The Power of Teshuvah – Day 14
As an infant, Yehoshua ben Chananyah’s mother would bring his cradle to the study hall every day so that his ears would absorb the Torah being learned there. Eventually, he became one of the greatest Talmudic Sages of his generation. His mother knew that it wasn’t the occasional, dramatic event that would form her child’s character; rather, it was the small things, done consistently, which would shape his spiritual identity and determine his future.
With rare exceptions, all great achievements begin with small steps, and proceed through persistence and consistency. Teshuvah is no exception. The first small step we take constitutes a true breakthrough and a new beginning.
When we purchase a house or a car, we give a deposit to reserve our option to buy. How can a seller accept a small amount, perhaps just $500, as adequate incentive to hold the car for us? How can the seller of a house accept just 10 or 15 percent of the price of his home as sufficient to withdraw it from the market?

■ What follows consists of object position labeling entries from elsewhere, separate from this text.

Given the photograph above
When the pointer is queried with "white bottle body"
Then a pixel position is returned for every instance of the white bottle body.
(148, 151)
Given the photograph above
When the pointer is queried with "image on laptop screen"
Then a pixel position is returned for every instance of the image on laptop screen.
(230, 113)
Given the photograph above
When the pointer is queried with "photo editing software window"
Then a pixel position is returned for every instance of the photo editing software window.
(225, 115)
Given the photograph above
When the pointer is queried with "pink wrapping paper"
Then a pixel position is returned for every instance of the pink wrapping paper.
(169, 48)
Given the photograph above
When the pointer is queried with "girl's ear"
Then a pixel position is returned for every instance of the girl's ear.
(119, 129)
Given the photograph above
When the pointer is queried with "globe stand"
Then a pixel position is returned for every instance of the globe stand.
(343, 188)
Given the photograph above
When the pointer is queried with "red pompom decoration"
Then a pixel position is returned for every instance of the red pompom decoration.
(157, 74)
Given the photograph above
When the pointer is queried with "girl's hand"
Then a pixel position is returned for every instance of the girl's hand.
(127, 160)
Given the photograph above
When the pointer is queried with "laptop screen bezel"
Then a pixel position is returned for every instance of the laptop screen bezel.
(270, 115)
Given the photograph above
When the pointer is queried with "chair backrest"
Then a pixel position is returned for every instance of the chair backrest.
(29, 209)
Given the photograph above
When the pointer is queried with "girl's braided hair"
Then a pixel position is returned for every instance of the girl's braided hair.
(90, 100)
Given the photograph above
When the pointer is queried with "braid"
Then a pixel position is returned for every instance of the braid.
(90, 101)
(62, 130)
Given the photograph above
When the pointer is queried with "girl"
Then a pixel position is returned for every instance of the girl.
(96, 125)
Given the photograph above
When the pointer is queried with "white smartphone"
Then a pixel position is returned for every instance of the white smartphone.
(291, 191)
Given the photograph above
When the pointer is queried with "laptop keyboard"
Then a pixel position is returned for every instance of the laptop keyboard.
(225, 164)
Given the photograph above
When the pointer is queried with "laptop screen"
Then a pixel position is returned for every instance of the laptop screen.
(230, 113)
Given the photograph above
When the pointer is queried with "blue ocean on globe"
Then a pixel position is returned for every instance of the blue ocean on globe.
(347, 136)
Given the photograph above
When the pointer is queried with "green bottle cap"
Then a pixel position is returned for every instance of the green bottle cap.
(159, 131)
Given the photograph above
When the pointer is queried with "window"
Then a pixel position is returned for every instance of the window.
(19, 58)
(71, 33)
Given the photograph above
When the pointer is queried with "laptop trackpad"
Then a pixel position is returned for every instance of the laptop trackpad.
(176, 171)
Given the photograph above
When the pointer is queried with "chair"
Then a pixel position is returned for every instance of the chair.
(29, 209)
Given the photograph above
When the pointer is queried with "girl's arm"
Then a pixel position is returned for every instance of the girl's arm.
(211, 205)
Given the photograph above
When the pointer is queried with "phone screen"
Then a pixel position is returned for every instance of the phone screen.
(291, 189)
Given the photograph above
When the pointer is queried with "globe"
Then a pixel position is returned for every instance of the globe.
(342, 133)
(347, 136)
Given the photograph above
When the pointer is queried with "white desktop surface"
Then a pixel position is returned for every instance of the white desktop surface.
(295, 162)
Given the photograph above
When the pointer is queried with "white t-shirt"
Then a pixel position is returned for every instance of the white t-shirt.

The deposit money is indeed a mere fraction of the entire amount that will be paid when the deal goes through. It is enough, however, to signal that we are serious. It is too significant an amount to forfeit, and so the seller accepts. Thus, that small amount changes reality, putting us in a completely different position than we would have been in had we not made the deposit.
In the same way, our first small step toward Hashem changes the situation far more than would seem possible. We have major strides to take, and yet, we do something small, and based on that, everything is different. We have reversed direction and come closer — even one small step closer — to Hashem. We have embarked on the road to complete teshuvah, the most meaningful journey of our lives.
Today, Atlanta, Georgia has a Jewish community that boasts all the basic amenities of a flourishing frum community: a cheder, Bais Yaakov, a kollel, a mikveh; you name it, they have it. But when Rabbi Emanuel Feldman became the rabbi in the late 1950’s, there was not even one minyan of Shabbos-observant Jews. The Yom Kippur after assuming his post, Rabbi Feldman spoke to the congregants, and said, “I want everyone in this room to keep one thing, for one year.”
If the thriving religious community in Atlanta was built on baby steps toward Hashem, then we can certainly build our teshuvah in that manner.
A man once complained bitterly to Rav Yecheskel Levenstein that he was unable to do teshuvah. The Mashgiach told him, “Start by being careful of what you look at on just one street.” The man returned to say that he was unable to do even that. The Mashgiach implored him, “Be careful only at the beginning of the street, and with that you will eventually succeed.”
There is no such thing as a step toward Hashem that is insignificant. We can never lose by trying; we can only lose by standing still. Each millimeter closer brings us infinite reward and strength for the next step.
Points to Ponder:
- One small step toward teshuvah changes our status.
- Even the smallest change is worthwhile.
- Lasting progress in spiritual matters is effected through consistent, small steps.